今回も、もしかしたら『こんなキャラじゃない!』と思うことがあるかもしれませんが、これでも(一部を除いて)原作キャラは精一杯元のものに近づけているつもりです。
今回出てくるキャラは、除かれた一部ではないので、もし違う、と思っても、生暖かい目で見守ってくれると嬉しいです。
それでは、よろしければ、どうぞ。
どん!と大きな音を鳴らしながら、人のものとしてみれば、有り得ないほど大きな拳が地面に叩き付けられる。
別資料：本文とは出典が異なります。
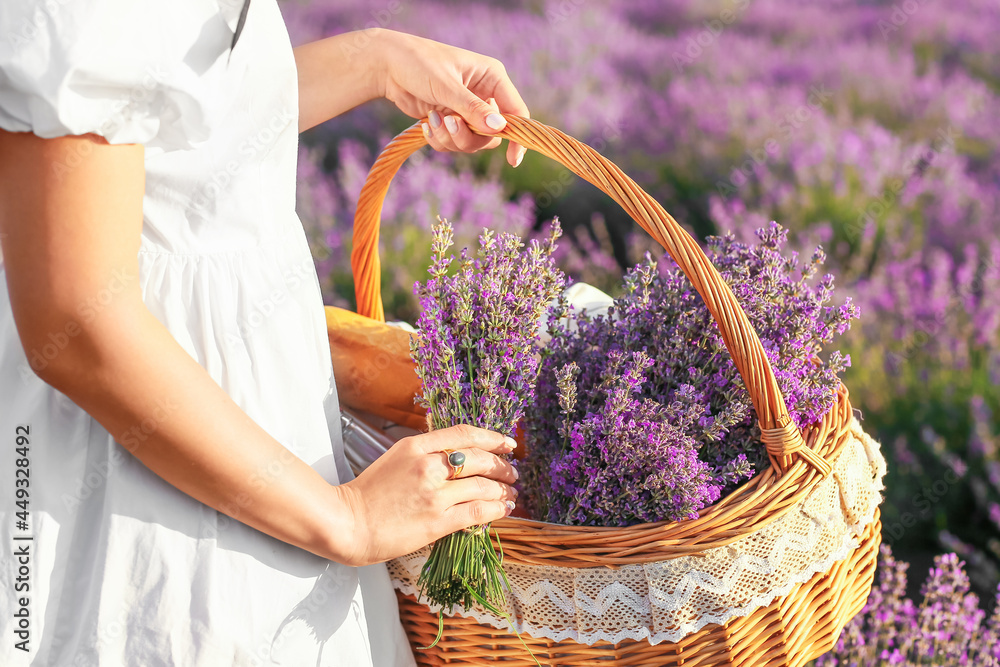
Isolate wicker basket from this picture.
[352,116,884,667]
それは地面に小さくないクレーターと亀裂を作り、拳を放った相手が、その姿だけでなく、力まで人として見れば異常なものである、ということを示していた。
そんな一撃に当たってしまったら、間違いなく骨の一本か二本が折れる程度の騒ぎでは済まないだろう。
…………まぁ、もっとも、目の前の妖怪のように人では考えられない程の頑丈さを持っているか、
「………残念、外れです」
現在、彼女に向かって放たれた筈だった拳を煙のようにするりと避けて、妖怪の懐に入り込んでいる彼女のように、当たらない、というのなら話は別なのだろうが。
彼女―――ライラは妖怪ヘと向かってただ一言そう呟くと、それまで腰に挿していた木刀を引き抜いて、そのまま一閃させる。
その一撃は、妖怪の中では強くなくとも頑強な妖怪であり、あまり効果は無い、と予測していた阿求の予想を裏切って、たった一撃で相手の妖怪を沈黙させてしまった。
「………さて、と。終わりました、阿求さん。それじゃあ、もうすぐですから、行きましょうか」
「あ………はい、そうしましょう」
妖怪が完全に気絶している事を確認したライラは、驚いて固まったまま妖怪が出てきた時と同じ場所に居る阿求にそう声を掛ける。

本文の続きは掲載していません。